Say what you like about Mourinho but he is a very good judge of when a player is past their best and soon palmed off Wayne Rooney when his time at United was up.

Subsequently, Rooney’s career has plummeted and although a success in America, it’s clear that anyone who can still kick a ball could do the same. 



Arsenal gave chase and got their man but he rarely reached the heights of his Chelsea career and this year decided to retire.

Arsenal bought a reputation at the time and placed Cech behind a splintered and dysfunctional defence, making him appear more in decline than he actually was.



The fact remains that Arsenal paid far too much money out of desperation, with the assumption that Cech could eradicate Arsenal’s defensive issues by his presence and for the not insignificant sum of £100,000 per week 

He was overpriced by the sum of at least £5m and had Arsenal had their eye on the ball, they would have paid a similar price for a developing keeper.



Alexis Sanchez departure was a long winded affair.

The petulant player deciding when to play and how much to contribute, which was unsettling on the team.



His first suitors were Manchester City but they refused to meet the escalating demands of the player and left the field open to neighbours United.

His contract had been allowed to run down and subsequently, Sanchez was in a position to leave for nothing, when £50 million would have been a reasonable price for the want away star if he had been still on a lengthy contract.

An example of money lost and an opportunity that passed by, the resulting swap for Mkhitaryan was the only bonus but he has since failed to establish himself in the team for the princely sum of £180,000 per week.




Then, because they were at risk of losing Ozil, they entered into an agreement that extended the contract and made him their biggest earner at £350,000 per week to appease fans and show intent.

Since joining the club in September 2013, Mesut Ozil has earned a staggering 

£39,317,902 and if you visit you’ll see what he earns whilst you are on that page.



His yearly wage is now £15.6 million, which is not exactly the players fault but Arsenal’s gamble to keep everyone on side is impacting on their ability to compete in today’s transfer market.



That deal led to an impasse with Aaron Ramsey, who felt that he was worth a substantial increase, so Arsenal went through the same calamitous process again, only this time, they took stock and realised they couldn’t plug the holes in the dam unless they made a statement.
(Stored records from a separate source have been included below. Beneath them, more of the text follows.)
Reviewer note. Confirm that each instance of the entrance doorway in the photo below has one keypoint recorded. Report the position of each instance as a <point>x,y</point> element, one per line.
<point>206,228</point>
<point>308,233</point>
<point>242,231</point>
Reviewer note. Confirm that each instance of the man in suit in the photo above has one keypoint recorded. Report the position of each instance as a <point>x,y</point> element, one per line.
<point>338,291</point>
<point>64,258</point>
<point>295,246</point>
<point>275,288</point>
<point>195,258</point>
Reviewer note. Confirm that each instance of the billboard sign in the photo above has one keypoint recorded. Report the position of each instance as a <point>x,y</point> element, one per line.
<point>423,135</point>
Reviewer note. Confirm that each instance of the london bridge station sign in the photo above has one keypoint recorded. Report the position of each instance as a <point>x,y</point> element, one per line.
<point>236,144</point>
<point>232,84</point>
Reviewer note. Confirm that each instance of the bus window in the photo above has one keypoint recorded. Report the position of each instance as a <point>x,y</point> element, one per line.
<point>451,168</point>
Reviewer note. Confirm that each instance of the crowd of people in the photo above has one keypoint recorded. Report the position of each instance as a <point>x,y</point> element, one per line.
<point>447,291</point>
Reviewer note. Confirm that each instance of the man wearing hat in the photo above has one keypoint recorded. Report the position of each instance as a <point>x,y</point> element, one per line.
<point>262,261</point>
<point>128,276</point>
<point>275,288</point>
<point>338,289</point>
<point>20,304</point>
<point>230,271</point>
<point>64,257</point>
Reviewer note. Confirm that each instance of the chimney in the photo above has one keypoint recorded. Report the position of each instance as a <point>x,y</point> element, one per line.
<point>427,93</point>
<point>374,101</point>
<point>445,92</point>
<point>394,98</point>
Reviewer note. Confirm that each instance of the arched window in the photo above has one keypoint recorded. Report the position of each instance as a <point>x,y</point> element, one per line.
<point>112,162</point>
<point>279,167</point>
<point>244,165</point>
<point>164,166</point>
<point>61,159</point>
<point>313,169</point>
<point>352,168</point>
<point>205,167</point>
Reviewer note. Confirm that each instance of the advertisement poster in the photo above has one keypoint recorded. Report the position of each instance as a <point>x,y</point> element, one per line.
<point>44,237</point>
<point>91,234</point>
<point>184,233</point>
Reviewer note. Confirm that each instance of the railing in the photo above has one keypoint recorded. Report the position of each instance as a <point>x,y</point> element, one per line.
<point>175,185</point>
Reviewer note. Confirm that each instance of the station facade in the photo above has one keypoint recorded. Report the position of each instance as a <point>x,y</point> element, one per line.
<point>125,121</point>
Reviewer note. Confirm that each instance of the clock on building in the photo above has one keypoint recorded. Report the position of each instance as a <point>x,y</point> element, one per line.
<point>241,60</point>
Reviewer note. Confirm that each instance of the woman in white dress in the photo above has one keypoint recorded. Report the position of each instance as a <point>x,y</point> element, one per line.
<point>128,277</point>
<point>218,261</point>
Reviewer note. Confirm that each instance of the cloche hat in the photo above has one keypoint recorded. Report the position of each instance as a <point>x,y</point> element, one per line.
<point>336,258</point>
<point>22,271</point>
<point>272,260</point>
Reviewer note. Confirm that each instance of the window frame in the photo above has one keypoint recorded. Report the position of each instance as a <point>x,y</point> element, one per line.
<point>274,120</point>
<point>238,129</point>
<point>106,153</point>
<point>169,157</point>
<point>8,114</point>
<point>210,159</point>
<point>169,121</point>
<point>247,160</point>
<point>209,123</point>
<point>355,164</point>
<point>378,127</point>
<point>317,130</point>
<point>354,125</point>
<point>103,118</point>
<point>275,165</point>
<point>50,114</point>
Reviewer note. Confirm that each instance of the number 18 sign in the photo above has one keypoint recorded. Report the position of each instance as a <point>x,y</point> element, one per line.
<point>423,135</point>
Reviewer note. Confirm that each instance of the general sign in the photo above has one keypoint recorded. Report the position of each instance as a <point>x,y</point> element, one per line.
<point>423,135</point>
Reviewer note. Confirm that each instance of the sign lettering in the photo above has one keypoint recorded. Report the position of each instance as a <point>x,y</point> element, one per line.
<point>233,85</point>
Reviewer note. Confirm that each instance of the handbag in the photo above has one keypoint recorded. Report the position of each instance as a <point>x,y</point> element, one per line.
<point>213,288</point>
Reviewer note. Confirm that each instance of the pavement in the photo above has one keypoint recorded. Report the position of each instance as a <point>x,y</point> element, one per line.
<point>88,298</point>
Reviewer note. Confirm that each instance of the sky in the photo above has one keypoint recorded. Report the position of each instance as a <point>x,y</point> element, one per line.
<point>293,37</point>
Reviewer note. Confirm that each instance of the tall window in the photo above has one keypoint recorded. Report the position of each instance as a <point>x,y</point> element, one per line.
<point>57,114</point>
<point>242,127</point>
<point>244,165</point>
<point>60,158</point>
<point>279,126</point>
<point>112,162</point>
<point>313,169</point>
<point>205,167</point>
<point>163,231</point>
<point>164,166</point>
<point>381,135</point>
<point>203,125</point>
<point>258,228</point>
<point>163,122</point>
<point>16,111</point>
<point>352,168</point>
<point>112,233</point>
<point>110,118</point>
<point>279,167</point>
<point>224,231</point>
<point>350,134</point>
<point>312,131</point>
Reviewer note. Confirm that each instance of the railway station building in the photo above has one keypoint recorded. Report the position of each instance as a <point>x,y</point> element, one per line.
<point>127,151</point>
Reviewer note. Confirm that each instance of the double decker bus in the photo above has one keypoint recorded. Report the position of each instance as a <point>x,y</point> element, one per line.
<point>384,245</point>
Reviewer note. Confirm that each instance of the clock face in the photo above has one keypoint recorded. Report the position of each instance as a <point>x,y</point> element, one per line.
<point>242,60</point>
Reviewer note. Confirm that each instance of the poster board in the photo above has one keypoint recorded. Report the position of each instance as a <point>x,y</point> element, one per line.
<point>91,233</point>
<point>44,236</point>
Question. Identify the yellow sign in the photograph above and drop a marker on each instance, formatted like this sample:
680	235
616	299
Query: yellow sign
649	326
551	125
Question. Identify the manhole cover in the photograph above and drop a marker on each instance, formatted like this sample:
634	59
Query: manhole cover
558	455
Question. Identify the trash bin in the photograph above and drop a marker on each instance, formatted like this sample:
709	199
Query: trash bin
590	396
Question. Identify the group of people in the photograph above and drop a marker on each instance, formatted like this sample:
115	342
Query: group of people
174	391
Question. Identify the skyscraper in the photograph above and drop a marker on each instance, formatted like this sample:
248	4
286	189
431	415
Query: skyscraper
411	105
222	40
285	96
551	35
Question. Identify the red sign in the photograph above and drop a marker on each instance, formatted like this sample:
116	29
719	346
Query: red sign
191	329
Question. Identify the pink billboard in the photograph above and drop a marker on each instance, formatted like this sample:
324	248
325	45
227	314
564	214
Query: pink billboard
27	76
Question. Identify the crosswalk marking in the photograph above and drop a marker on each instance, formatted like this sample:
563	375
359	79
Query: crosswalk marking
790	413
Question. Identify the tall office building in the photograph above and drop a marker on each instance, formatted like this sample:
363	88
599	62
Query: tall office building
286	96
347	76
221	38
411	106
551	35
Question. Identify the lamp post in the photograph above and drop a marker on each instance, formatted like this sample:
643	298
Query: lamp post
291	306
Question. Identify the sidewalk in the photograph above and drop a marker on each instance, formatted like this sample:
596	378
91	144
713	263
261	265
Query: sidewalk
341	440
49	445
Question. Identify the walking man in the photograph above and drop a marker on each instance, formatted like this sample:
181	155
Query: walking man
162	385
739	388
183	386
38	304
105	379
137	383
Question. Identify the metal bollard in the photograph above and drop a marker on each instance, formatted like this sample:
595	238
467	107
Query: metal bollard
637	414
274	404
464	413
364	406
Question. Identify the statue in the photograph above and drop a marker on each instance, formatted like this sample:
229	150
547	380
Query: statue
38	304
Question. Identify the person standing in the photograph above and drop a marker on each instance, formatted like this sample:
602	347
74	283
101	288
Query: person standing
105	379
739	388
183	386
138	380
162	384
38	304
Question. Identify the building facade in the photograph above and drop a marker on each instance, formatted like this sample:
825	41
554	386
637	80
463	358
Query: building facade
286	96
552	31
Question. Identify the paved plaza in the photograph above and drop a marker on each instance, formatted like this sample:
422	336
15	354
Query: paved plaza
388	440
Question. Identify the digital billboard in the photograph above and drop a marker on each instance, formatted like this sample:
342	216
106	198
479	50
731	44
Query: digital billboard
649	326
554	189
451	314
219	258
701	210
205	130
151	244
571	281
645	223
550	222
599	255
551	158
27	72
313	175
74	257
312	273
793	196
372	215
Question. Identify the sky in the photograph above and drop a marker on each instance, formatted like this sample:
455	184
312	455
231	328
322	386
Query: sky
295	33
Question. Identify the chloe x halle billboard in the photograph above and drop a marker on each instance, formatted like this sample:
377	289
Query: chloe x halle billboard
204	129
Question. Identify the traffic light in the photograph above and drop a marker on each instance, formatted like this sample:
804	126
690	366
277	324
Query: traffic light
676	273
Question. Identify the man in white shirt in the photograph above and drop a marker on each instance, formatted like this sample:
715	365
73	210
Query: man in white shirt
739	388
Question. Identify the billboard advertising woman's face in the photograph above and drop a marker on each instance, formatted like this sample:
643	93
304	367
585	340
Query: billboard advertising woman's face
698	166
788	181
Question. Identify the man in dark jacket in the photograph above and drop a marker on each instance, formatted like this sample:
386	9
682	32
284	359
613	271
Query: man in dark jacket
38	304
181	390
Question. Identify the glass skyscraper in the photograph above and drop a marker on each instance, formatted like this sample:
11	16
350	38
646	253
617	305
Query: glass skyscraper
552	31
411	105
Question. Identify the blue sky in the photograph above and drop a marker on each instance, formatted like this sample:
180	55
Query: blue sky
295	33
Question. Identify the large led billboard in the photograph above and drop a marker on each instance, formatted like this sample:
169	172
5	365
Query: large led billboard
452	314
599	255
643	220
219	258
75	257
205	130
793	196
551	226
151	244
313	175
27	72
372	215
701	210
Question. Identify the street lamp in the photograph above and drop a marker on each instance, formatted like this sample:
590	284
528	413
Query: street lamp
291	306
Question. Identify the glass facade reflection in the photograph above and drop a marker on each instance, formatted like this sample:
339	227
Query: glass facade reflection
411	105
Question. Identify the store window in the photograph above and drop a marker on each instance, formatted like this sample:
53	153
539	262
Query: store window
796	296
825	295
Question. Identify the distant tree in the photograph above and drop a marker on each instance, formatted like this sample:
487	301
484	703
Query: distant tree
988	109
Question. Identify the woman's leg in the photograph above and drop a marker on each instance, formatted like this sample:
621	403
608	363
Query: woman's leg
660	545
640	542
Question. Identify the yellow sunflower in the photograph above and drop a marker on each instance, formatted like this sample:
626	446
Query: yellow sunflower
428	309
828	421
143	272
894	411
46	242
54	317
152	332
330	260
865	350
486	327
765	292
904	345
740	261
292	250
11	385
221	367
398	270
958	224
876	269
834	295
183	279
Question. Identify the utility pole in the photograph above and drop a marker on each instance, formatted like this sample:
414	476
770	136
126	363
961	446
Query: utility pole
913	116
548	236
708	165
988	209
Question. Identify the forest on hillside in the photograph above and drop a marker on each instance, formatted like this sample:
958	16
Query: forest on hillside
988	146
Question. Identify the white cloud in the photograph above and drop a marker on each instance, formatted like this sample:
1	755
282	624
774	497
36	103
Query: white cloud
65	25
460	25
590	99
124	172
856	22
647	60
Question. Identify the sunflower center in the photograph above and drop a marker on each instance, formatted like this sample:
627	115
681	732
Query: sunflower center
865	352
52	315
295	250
The new contract offer was then withdrawn and it was announced by Arsenal that Ramsey would leave in the summer.

Had the contract been extended in adequate time the Welshman could have generated at least £30 million.



Arsenal then signed Alexandre Lacazette and Pierre-Emerick Aubameyang with weekly wages of £100,000 and £200,000 per week and while I’m not suggesting that they aren’t worth the money, you can see by the wage structure that the current problems were almost unavoidable. 



The last straw was the contract extension of former manager Arsenal manager Arsene Wenger, which was worth £8 million per year but the club’s decision to pull the plug on that ill conceived fiasco cost them £11 million in financial remuneration. 



No doubt Gazidis got on board the gravy train before he went to Italy and got a substantial reward for bringing the club to its knees.

The Dark Lord was earning £1.7 m per year and had managed £20.4 million during his chaotic and dysfunctional reign.



Why are we in this mess ? Ask Stan Kroenke.